Salvien, peignant le caractère des nations septentrionales avait dit: «Les Saxons sont cruels,» et l'histoire a confirmé ce témoignage. Mille récits flétrissent leur barbarie; mais la rudesse de leurs mœurs excluait les passions honteuses et la corruption: comme toutes les générations filles du Nord, ils avaient horreur de la servitude et aimaient la liberté plus que la vie; car si les hommes ne disposent point de leur vie, leur liberté du moins est entre leurs mains. Ils étaient chastes, fiers, intrépides, mais avides et portés aux larcins. Lorsqu'ils se réjouissaient au milieu des flots de sang, ils croyaient s'égaler aux héros et se préparer un délicieux breuvage dans les salles du Walhalla; si, dans leurs luttes intestines, ils se combattaient les uns les autres, homme contre homme, famille contre famille, c'est que la vengeance était à leurs yeux le culte de la piété filiale; s'ils recherchaient et respectaient le triomphe de la force, c'est qu'ils considéraient le courage, la plus haute vertu qu'ils connussent, comme un don des dieux et le signe de leur protection.

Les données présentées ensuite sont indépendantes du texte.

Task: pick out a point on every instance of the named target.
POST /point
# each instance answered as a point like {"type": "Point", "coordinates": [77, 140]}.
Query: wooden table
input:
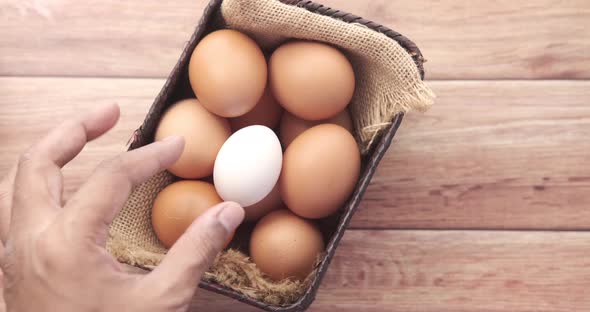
{"type": "Point", "coordinates": [481, 204]}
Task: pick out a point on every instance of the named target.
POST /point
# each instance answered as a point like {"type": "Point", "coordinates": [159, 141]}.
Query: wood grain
{"type": "Point", "coordinates": [510, 154]}
{"type": "Point", "coordinates": [449, 271]}
{"type": "Point", "coordinates": [475, 161]}
{"type": "Point", "coordinates": [462, 39]}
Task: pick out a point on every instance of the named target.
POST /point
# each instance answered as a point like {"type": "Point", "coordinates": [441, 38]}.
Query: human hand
{"type": "Point", "coordinates": [54, 255]}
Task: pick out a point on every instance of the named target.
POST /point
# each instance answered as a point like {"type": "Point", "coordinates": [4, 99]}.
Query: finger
{"type": "Point", "coordinates": [6, 202]}
{"type": "Point", "coordinates": [96, 203]}
{"type": "Point", "coordinates": [196, 249]}
{"type": "Point", "coordinates": [38, 177]}
{"type": "Point", "coordinates": [67, 140]}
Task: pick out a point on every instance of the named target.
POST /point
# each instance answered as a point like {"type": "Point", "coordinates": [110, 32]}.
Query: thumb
{"type": "Point", "coordinates": [194, 252]}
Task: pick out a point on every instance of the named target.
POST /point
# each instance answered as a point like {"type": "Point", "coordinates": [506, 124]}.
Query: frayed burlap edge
{"type": "Point", "coordinates": [231, 268]}
{"type": "Point", "coordinates": [132, 240]}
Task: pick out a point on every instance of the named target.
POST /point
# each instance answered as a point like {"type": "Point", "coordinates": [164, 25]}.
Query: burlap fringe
{"type": "Point", "coordinates": [388, 83]}
{"type": "Point", "coordinates": [231, 268]}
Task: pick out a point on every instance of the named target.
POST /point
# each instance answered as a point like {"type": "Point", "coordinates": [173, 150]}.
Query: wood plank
{"type": "Point", "coordinates": [450, 271]}
{"type": "Point", "coordinates": [143, 38]}
{"type": "Point", "coordinates": [512, 154]}
{"type": "Point", "coordinates": [489, 155]}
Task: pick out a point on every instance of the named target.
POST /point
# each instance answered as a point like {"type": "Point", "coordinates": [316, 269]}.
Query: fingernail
{"type": "Point", "coordinates": [231, 216]}
{"type": "Point", "coordinates": [171, 138]}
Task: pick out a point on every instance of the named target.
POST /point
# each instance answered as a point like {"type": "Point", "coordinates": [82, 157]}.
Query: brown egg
{"type": "Point", "coordinates": [267, 113]}
{"type": "Point", "coordinates": [320, 170]}
{"type": "Point", "coordinates": [292, 126]}
{"type": "Point", "coordinates": [228, 72]}
{"type": "Point", "coordinates": [311, 80]}
{"type": "Point", "coordinates": [203, 133]}
{"type": "Point", "coordinates": [178, 205]}
{"type": "Point", "coordinates": [284, 245]}
{"type": "Point", "coordinates": [271, 202]}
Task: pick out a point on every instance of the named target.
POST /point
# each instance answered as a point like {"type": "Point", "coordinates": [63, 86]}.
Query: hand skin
{"type": "Point", "coordinates": [53, 253]}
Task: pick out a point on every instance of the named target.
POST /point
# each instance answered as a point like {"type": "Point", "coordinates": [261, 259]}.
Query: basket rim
{"type": "Point", "coordinates": [142, 136]}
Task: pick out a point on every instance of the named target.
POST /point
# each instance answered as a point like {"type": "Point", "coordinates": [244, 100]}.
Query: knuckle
{"type": "Point", "coordinates": [27, 157]}
{"type": "Point", "coordinates": [116, 166]}
{"type": "Point", "coordinates": [48, 254]}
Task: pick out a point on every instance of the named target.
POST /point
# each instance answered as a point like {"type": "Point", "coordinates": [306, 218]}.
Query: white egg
{"type": "Point", "coordinates": [248, 165]}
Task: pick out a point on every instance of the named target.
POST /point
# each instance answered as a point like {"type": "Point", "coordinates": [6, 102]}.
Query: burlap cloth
{"type": "Point", "coordinates": [387, 83]}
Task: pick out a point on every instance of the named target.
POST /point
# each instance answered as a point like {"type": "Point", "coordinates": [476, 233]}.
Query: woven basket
{"type": "Point", "coordinates": [177, 87]}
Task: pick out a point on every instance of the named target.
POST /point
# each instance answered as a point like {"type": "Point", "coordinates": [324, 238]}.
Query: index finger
{"type": "Point", "coordinates": [38, 178]}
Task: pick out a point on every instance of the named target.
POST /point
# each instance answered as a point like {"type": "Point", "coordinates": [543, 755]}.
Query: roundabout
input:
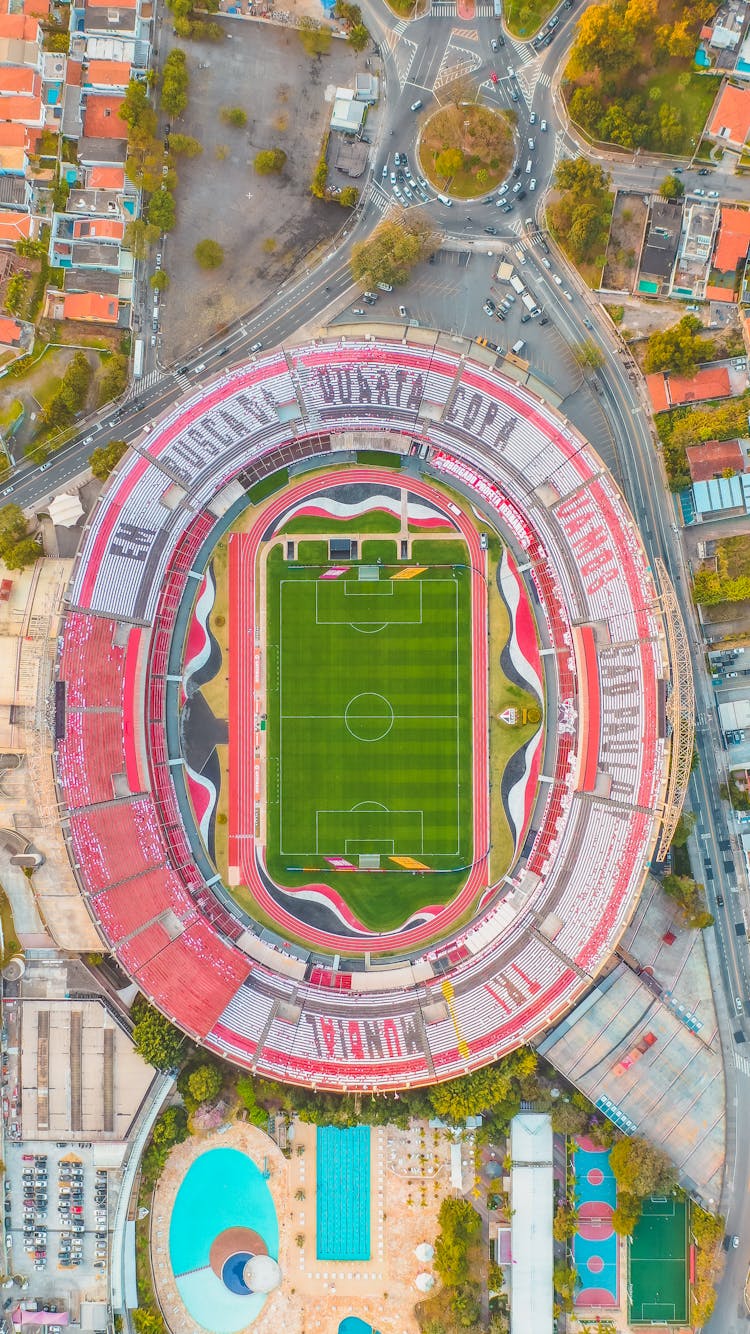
{"type": "Point", "coordinates": [280, 971]}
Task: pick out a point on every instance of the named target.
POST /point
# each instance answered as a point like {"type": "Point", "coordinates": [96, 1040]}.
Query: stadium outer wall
{"type": "Point", "coordinates": [537, 943]}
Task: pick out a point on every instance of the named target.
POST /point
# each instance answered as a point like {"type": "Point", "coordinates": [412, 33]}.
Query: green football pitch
{"type": "Point", "coordinates": [658, 1263]}
{"type": "Point", "coordinates": [368, 733]}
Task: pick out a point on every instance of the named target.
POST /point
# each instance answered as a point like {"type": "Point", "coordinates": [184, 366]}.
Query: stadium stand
{"type": "Point", "coordinates": [537, 942]}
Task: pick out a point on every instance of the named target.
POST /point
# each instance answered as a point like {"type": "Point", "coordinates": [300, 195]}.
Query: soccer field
{"type": "Point", "coordinates": [368, 726]}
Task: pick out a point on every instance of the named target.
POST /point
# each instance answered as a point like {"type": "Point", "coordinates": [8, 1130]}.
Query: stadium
{"type": "Point", "coordinates": [364, 713]}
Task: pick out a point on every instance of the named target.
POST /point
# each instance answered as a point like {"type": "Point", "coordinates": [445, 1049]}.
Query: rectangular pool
{"type": "Point", "coordinates": [343, 1193]}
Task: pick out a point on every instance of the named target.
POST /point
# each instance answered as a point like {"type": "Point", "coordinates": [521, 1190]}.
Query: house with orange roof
{"type": "Point", "coordinates": [730, 122]}
{"type": "Point", "coordinates": [671, 391]}
{"type": "Point", "coordinates": [107, 74]}
{"type": "Point", "coordinates": [102, 119]}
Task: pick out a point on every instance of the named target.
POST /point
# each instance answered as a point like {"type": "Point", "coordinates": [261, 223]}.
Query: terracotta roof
{"type": "Point", "coordinates": [709, 460]}
{"type": "Point", "coordinates": [20, 26]}
{"type": "Point", "coordinates": [20, 108]}
{"type": "Point", "coordinates": [731, 119]}
{"type": "Point", "coordinates": [733, 239]}
{"type": "Point", "coordinates": [10, 331]}
{"type": "Point", "coordinates": [671, 391]}
{"type": "Point", "coordinates": [108, 72]}
{"type": "Point", "coordinates": [102, 119]}
{"type": "Point", "coordinates": [99, 228]}
{"type": "Point", "coordinates": [19, 79]}
{"type": "Point", "coordinates": [107, 178]}
{"type": "Point", "coordinates": [91, 306]}
{"type": "Point", "coordinates": [14, 226]}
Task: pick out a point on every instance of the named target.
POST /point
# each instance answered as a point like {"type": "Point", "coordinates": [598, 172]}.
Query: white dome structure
{"type": "Point", "coordinates": [262, 1274]}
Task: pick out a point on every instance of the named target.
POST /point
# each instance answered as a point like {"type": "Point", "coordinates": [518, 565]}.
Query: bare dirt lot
{"type": "Point", "coordinates": [264, 223]}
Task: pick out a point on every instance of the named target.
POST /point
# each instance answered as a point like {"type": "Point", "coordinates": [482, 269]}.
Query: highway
{"type": "Point", "coordinates": [413, 67]}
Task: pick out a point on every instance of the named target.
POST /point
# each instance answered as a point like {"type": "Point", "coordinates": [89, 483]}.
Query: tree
{"type": "Point", "coordinates": [208, 254]}
{"type": "Point", "coordinates": [449, 163]}
{"type": "Point", "coordinates": [204, 1083]}
{"type": "Point", "coordinates": [154, 1037]}
{"type": "Point", "coordinates": [234, 116]}
{"type": "Point", "coordinates": [671, 187]}
{"type": "Point", "coordinates": [315, 39]}
{"type": "Point", "coordinates": [270, 160]}
{"type": "Point", "coordinates": [140, 236]}
{"type": "Point", "coordinates": [184, 146]}
{"type": "Point", "coordinates": [175, 80]}
{"type": "Point", "coordinates": [678, 348]}
{"type": "Point", "coordinates": [641, 1169]}
{"type": "Point", "coordinates": [393, 250]}
{"type": "Point", "coordinates": [163, 210]}
{"type": "Point", "coordinates": [626, 1214]}
{"type": "Point", "coordinates": [107, 458]}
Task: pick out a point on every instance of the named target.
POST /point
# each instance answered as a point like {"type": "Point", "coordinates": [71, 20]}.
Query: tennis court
{"type": "Point", "coordinates": [658, 1263]}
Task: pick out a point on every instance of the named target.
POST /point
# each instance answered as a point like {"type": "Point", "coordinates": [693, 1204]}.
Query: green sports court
{"type": "Point", "coordinates": [658, 1289]}
{"type": "Point", "coordinates": [368, 719]}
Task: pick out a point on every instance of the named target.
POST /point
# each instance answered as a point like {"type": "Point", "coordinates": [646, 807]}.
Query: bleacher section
{"type": "Point", "coordinates": [513, 970]}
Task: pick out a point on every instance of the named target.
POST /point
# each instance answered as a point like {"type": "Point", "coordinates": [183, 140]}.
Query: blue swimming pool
{"type": "Point", "coordinates": [343, 1193]}
{"type": "Point", "coordinates": [223, 1215]}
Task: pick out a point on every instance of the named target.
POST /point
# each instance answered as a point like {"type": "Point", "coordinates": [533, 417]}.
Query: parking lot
{"type": "Point", "coordinates": [56, 1205]}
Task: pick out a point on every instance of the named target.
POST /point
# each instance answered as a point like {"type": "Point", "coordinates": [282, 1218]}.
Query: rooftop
{"type": "Point", "coordinates": [731, 118]}
{"type": "Point", "coordinates": [733, 239]}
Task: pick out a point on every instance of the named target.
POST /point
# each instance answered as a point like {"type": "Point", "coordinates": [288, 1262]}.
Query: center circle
{"type": "Point", "coordinates": [368, 717]}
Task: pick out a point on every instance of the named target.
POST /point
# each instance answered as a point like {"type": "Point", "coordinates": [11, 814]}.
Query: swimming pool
{"type": "Point", "coordinates": [223, 1214]}
{"type": "Point", "coordinates": [343, 1193]}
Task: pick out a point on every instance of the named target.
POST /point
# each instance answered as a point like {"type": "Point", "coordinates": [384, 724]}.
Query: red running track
{"type": "Point", "coordinates": [246, 782]}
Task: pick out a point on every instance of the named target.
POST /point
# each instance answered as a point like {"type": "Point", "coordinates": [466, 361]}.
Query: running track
{"type": "Point", "coordinates": [246, 782]}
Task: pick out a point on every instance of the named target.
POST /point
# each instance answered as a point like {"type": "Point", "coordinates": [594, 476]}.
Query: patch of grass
{"type": "Point", "coordinates": [312, 552]}
{"type": "Point", "coordinates": [485, 139]}
{"type": "Point", "coordinates": [267, 486]}
{"type": "Point", "coordinates": [375, 520]}
{"type": "Point", "coordinates": [383, 551]}
{"type": "Point", "coordinates": [525, 18]}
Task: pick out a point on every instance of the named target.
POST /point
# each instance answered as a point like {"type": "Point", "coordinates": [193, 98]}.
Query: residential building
{"type": "Point", "coordinates": [730, 122]}
{"type": "Point", "coordinates": [661, 247]}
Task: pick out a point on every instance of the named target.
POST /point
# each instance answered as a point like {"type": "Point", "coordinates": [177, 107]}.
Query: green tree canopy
{"type": "Point", "coordinates": [107, 458]}
{"type": "Point", "coordinates": [154, 1037]}
{"type": "Point", "coordinates": [393, 251]}
{"type": "Point", "coordinates": [270, 160]}
{"type": "Point", "coordinates": [678, 348]}
{"type": "Point", "coordinates": [208, 254]}
{"type": "Point", "coordinates": [671, 187]}
{"type": "Point", "coordinates": [641, 1169]}
{"type": "Point", "coordinates": [204, 1083]}
{"type": "Point", "coordinates": [163, 210]}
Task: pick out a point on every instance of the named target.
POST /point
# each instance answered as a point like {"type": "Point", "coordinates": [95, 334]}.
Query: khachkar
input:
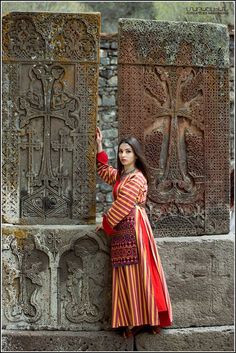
{"type": "Point", "coordinates": [55, 276]}
{"type": "Point", "coordinates": [174, 97]}
{"type": "Point", "coordinates": [50, 82]}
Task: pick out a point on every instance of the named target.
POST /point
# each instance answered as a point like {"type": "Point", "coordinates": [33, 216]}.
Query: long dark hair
{"type": "Point", "coordinates": [140, 163]}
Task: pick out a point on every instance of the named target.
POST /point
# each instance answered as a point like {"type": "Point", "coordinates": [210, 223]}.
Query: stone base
{"type": "Point", "coordinates": [218, 338]}
{"type": "Point", "coordinates": [64, 341]}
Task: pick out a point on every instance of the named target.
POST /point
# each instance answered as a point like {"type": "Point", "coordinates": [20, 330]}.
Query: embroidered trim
{"type": "Point", "coordinates": [124, 244]}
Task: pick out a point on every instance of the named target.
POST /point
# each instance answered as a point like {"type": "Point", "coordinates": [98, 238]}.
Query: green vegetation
{"type": "Point", "coordinates": [111, 11]}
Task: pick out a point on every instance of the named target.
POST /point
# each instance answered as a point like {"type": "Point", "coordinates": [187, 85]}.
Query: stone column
{"type": "Point", "coordinates": [173, 84]}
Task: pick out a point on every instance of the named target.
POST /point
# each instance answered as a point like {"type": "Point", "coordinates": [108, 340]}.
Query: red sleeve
{"type": "Point", "coordinates": [102, 157]}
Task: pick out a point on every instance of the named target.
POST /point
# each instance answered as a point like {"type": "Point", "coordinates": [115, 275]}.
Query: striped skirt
{"type": "Point", "coordinates": [139, 292]}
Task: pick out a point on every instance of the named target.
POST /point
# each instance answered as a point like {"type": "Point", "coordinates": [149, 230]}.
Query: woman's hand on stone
{"type": "Point", "coordinates": [99, 227]}
{"type": "Point", "coordinates": [98, 136]}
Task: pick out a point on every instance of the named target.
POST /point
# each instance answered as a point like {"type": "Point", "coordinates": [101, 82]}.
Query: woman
{"type": "Point", "coordinates": [140, 296]}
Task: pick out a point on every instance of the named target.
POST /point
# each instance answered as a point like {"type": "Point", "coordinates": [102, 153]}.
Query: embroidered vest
{"type": "Point", "coordinates": [124, 244]}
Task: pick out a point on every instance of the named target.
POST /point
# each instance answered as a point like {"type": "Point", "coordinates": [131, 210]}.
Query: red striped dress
{"type": "Point", "coordinates": [139, 291]}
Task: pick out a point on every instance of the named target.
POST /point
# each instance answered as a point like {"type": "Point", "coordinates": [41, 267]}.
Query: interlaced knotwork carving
{"type": "Point", "coordinates": [22, 41]}
{"type": "Point", "coordinates": [53, 103]}
{"type": "Point", "coordinates": [178, 108]}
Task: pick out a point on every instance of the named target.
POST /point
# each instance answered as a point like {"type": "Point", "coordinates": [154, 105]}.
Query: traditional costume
{"type": "Point", "coordinates": [139, 291]}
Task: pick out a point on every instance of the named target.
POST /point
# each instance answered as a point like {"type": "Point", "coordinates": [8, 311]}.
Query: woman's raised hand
{"type": "Point", "coordinates": [99, 139]}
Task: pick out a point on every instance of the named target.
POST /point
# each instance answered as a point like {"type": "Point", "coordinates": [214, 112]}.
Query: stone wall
{"type": "Point", "coordinates": [107, 111]}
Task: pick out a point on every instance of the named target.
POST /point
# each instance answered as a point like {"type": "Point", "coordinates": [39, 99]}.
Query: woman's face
{"type": "Point", "coordinates": [126, 155]}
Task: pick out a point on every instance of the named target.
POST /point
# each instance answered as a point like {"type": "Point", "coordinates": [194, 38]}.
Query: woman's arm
{"type": "Point", "coordinates": [127, 198]}
{"type": "Point", "coordinates": [106, 172]}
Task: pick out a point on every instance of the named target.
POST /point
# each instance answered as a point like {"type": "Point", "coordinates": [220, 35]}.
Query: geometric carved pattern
{"type": "Point", "coordinates": [180, 115]}
{"type": "Point", "coordinates": [52, 91]}
{"type": "Point", "coordinates": [55, 278]}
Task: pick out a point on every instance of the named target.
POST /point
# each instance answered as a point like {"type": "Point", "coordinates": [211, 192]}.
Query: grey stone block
{"type": "Point", "coordinates": [200, 277]}
{"type": "Point", "coordinates": [218, 338]}
{"type": "Point", "coordinates": [61, 341]}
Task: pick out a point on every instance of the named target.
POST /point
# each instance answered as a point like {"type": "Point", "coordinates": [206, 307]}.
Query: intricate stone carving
{"type": "Point", "coordinates": [53, 115]}
{"type": "Point", "coordinates": [82, 286]}
{"type": "Point", "coordinates": [180, 115]}
{"type": "Point", "coordinates": [55, 278]}
{"type": "Point", "coordinates": [22, 41]}
{"type": "Point", "coordinates": [23, 278]}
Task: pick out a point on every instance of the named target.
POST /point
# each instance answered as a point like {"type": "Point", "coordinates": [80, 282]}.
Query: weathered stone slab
{"type": "Point", "coordinates": [214, 339]}
{"type": "Point", "coordinates": [56, 278]}
{"type": "Point", "coordinates": [200, 278]}
{"type": "Point", "coordinates": [64, 341]}
{"type": "Point", "coordinates": [50, 76]}
{"type": "Point", "coordinates": [173, 86]}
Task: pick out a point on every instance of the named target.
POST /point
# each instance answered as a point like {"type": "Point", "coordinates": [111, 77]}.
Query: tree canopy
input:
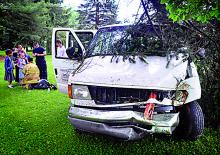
{"type": "Point", "coordinates": [198, 10]}
{"type": "Point", "coordinates": [25, 21]}
{"type": "Point", "coordinates": [94, 13]}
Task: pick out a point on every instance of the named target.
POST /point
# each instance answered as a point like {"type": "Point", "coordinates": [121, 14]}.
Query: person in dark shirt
{"type": "Point", "coordinates": [40, 53]}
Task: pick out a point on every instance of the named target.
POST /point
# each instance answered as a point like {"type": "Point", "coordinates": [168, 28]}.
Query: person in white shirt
{"type": "Point", "coordinates": [61, 50]}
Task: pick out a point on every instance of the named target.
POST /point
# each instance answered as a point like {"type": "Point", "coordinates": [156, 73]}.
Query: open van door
{"type": "Point", "coordinates": [63, 65]}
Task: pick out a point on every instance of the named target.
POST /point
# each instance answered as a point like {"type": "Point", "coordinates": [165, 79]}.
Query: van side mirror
{"type": "Point", "coordinates": [74, 53]}
{"type": "Point", "coordinates": [201, 53]}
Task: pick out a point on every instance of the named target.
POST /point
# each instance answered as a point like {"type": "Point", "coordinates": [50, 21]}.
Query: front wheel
{"type": "Point", "coordinates": [191, 123]}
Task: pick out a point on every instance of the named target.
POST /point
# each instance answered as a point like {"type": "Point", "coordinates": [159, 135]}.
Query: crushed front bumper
{"type": "Point", "coordinates": [128, 125]}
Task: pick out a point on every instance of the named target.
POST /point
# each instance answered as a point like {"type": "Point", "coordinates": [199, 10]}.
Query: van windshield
{"type": "Point", "coordinates": [126, 40]}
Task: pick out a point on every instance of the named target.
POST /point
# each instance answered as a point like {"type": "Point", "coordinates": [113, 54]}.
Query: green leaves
{"type": "Point", "coordinates": [199, 10]}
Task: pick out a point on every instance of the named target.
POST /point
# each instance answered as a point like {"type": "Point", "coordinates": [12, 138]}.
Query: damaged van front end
{"type": "Point", "coordinates": [139, 99]}
{"type": "Point", "coordinates": [117, 91]}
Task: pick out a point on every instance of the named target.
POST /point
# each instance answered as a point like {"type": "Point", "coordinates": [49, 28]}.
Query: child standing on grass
{"type": "Point", "coordinates": [21, 63]}
{"type": "Point", "coordinates": [9, 66]}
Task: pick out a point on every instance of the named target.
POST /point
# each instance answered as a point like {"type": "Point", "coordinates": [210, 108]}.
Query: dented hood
{"type": "Point", "coordinates": [155, 73]}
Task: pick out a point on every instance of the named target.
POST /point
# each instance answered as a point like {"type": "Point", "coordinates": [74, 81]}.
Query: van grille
{"type": "Point", "coordinates": [112, 95]}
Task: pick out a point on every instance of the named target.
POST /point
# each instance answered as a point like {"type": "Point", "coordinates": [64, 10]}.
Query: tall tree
{"type": "Point", "coordinates": [94, 13]}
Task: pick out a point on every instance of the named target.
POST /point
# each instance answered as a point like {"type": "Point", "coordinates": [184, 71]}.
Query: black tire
{"type": "Point", "coordinates": [191, 124]}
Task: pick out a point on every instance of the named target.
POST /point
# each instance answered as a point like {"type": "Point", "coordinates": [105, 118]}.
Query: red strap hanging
{"type": "Point", "coordinates": [148, 113]}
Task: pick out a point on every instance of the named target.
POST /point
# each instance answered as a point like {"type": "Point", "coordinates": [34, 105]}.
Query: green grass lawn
{"type": "Point", "coordinates": [35, 122]}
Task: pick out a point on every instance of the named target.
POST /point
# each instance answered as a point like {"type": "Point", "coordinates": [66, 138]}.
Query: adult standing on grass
{"type": "Point", "coordinates": [9, 66]}
{"type": "Point", "coordinates": [40, 53]}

Les Flamings eurent-ils des chefs, des rois de mer? Retrouve-t-on parmi eux les trois classes constitutives des sociétés septentrionales, le iarl, le karl et le trœlle, c'est-à-dire les Ethelings, les Frilings et les Lazte? Une profonde incertitude règne à cet égard; toutefois, il est probable qu'à une époque où les flottes saxonnes menaçaient la Bretagne, la Gaule et l'Ibérie, les seekongars les plus redoutables poursuivirent sur d'autres rivages leurs aventureuses expéditions, entraînant avec eux les iarls non moins ambitieux. Si le Fleanderland ne posséda ni iarls ni seekongars, l'existence des karls saxons y a laissé des traces importantes. Le karl, tour à tour guerrier pendant la guerre et laboureur pendant la paix, associait à la fois le travail et la gloire à la liberté. Dans ces siècles où le monde romain ne connaissait que le citoyen oisif et l'esclave attaché à la glèbe, il appartenait aux peuples du Nord, appelés par une mission providentielle à renouveler la face de la société, de réhabiliter les arts utiles, et de placer à côté de l'épée qui frappe et détruit, le soc de la charrue qui ne déchire la terre que pour la féconder.

C'est avec le même sentiment d'admiration qu'en pénétrant au milieu de ces tribus, nous y découvrons une noble et touchante fraternité qui s'est fortifiée au milieu des périls et des tempêtes. Sur les côtes sablonneuses du Fleanderland comme au bord des torrents de la Scandinavie, on vit sans doute les Flamings se réunir fréquemment pour déposer dans le trésor commun le denier destiné à soulager les misères et les infortunes de chacun de leurs frères: de là le nom de gilde que portaient ces associations. Leurs banquets étaient tumultueux comme ceux des Germains de Tacite: armés du scharm-sax et de la massue de Thor, ils faisaient circuler à la ronde de larges coupes auxquelles ils donnaient le nom de minne, parfois appliqué à leurs assemblées mêmes. On vidait la première en l'honneur d'Odin pour obtenir la victoire; puis, après les coupes de Niord et de Freya, venait celle qui était consacrée à rappeler le souvenir des héros et des braves morts en combattant. Dans ces réunions solennelles, on délibérait sur les questions les plus importantes et l'on choisissait les chefs de la gilde investis de l'autorité supérieure. Tous les convives s'engageaient par les mêmes serments les uns vis-à-vis des autres, en se promettant un mutuel appui.